Analgesics in practice: opioids and nontraditional medications (Proceedings)
Opioids are classically used for analgesia in cases of moderate to severe pain. They can have other uses and effects, however. Sedation, calming/euphoria, and chemical restraint can all be achieved through opioid use in animals. Additionally, they can be used to inhibit gastrointestinal motility in cases of diarrhea, inhibit cough (antitussive effects), and to increase locomotor activity (horses). However, these effects can also be considered the side effects, and may limit their use in certain cases.
Mechanism of action
Opioids exert an effect by binding to receptors which activate G-coupled proteins, resulting in inhibition of adenylyl cyclase, and activate receptor linked K+ ion channels while simultaneously inhibiting voltage gated Ca2+ channels. This results in hyperpolarization of nerves and decreases neurotransmitters such as acetylcholine, substance P, dopamine, and norepinephrine. Opioid receptors are present in peripheral tissues, including the joint capsule and eye, in the dorsal horn of the spinal cord, and in high density in the brain. There are at least three opioid receptors that have been classified, the µ, κ, and δ receptors. The receptor types activated by individual drugs will determine the therapeutic and adverse effects associated with use.The µ receptors are associated with the greatest degree of analgesia, and can be used for sedation as well as an appetite stimulant. However, µ receptors are also associated with the most adverse effects. Respiratory depression, ileus, nausea/vomiting, and CNS excitement are some of the more clinically important adverse effects of µ receptor stimulation. Lesser effects include decreased biliary secretion, antidiuresis and decreased urine voiding reflexes, decreased uterine contractions, miosis/mydriasis and immunomodulation. Pure µ opioid agonists include morphine, fentanyl, hydromorphone, oxymorphone. They are useful for moderate to severe pain and have a dose-dependent effect. As dose increases, so does the analgesic effect. Buprenorphine is a partial µ opioid agonist and can be used for moderate pain, with fewer respiratory side effects than the pure µ opioid agonists. However, because it is a partial agonist, there can be a ceiling effect which limits its use in severe pain.

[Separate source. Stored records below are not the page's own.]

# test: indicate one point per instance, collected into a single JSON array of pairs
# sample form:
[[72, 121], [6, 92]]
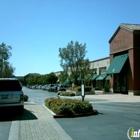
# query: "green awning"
[[117, 64], [67, 81], [101, 77], [94, 76], [108, 77]]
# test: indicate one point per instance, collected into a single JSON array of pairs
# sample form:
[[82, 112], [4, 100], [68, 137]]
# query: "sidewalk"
[[41, 127], [39, 124], [116, 97]]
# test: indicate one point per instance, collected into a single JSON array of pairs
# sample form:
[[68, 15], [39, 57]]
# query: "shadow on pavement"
[[9, 114]]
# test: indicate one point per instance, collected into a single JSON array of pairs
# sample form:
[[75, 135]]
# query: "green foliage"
[[40, 79], [26, 97], [73, 60], [68, 106], [6, 69]]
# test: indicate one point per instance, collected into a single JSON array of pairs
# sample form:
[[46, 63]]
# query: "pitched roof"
[[130, 27]]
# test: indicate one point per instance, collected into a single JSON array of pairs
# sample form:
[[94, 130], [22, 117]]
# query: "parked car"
[[11, 94], [49, 87], [63, 87]]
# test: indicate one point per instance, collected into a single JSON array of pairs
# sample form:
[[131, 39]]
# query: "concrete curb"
[[14, 131]]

The κ receptors are also considered analgesic, and can be used for sedation and appetite stimulation. Other effects associated with κ receptors include ileus, diuresis and miosis/mydriasis. Butorphanol is a κ receptor agonist that is useful in veterinary medicine because it provides good analgesia, with less respiratory depression effects.

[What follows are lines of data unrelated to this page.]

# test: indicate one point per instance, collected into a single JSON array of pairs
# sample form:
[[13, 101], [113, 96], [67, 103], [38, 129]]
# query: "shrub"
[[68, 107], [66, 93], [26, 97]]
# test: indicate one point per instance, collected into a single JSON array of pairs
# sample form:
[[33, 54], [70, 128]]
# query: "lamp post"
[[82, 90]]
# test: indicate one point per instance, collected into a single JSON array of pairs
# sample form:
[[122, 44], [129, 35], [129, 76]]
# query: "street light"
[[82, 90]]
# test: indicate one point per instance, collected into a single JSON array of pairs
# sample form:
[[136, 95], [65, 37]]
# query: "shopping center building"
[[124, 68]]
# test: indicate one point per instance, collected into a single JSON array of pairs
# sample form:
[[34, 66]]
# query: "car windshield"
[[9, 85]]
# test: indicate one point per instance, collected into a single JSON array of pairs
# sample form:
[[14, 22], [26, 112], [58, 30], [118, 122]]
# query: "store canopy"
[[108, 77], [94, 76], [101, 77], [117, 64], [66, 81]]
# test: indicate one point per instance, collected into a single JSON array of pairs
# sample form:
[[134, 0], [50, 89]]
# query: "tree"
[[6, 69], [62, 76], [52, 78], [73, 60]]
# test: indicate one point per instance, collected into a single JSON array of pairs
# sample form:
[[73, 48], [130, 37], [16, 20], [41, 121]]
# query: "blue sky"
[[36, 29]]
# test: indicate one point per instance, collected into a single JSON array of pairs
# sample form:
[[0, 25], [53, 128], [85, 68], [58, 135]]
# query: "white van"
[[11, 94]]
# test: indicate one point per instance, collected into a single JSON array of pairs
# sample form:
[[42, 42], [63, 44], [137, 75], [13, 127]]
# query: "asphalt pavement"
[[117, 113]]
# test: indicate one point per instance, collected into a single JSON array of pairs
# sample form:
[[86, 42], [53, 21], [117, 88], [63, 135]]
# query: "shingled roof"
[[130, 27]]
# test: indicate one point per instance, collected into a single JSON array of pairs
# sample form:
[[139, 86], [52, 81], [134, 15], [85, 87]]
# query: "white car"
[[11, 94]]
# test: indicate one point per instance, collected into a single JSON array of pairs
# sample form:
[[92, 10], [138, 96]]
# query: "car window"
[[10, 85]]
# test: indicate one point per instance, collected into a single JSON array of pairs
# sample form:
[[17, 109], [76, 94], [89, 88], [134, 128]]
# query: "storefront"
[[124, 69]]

The δ receptors are associated with analgesia, increased appetite, and immunomodulation. The only drug used in veterinary medicine that has a significant δ receptor effect is etorphine, a very potent opioid used for capture and sedation of zoo and wild animals.

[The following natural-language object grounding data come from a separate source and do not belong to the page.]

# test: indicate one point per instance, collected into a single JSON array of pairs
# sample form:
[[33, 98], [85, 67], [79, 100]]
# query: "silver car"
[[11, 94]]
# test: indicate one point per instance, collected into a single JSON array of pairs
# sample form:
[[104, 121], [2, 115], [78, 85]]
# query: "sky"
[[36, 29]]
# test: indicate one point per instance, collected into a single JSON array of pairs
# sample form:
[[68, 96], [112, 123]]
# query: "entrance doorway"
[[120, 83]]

Adverse effects and side effects
Dose-dependent respiratory depression is produced through activation of the µ opioid receptor. Activation of this receptor causes a decreased response to increased partial pressure of CO2. In normal, healthy animals, these effects are clinically insignificant. The use of µ receptors agonists in animals with pre-existing respiratory disease or increased intracranial pressure may result in hypoventilation and adverse effects, therefore use in these patients is contraindicated. Opioids do cross the blood-placental barrier and can cause respiratory depression in the fetus.
Excitation and/or convulsions can be seen with opioid administration. Cats and horses are particularly sensitive to the CNS excitement effects of opioids, although the effects can be produced at high doses in many species, including dogs. This may be explained by differences in receptor distribution in the CNS. The mechanism of CNS excitement is not fully understood, however common theories include release of excitatory neurotransmitters, decreased activity of the inhibitory neurotransmitter GABA, release of acetylcholine or release of histamine.
The µ agonists can cause cardiovascular changes in animals that vary according to species. There is an increase in cardiac output in some species (horses), but a decrease in others (dogs). The decreased cardiac outputin dogs is accompanied by bradycardia, although the effects on stroke volume are minimal. Therefore these drugs can be used in cardiovascularly unstable patients with proper monitoring. Changes in blood pressure are minimal in animals.
Opioids cause central inhibition of the cough center, resulting in antitussive effects that are independent of the respiratory depressant effects. Activation of µ and κ receptors will produce this effect. Morphine, butorphanol, methadone and tramadol have all been demonstrated to cause depressed cough reflexes in dogs or cats.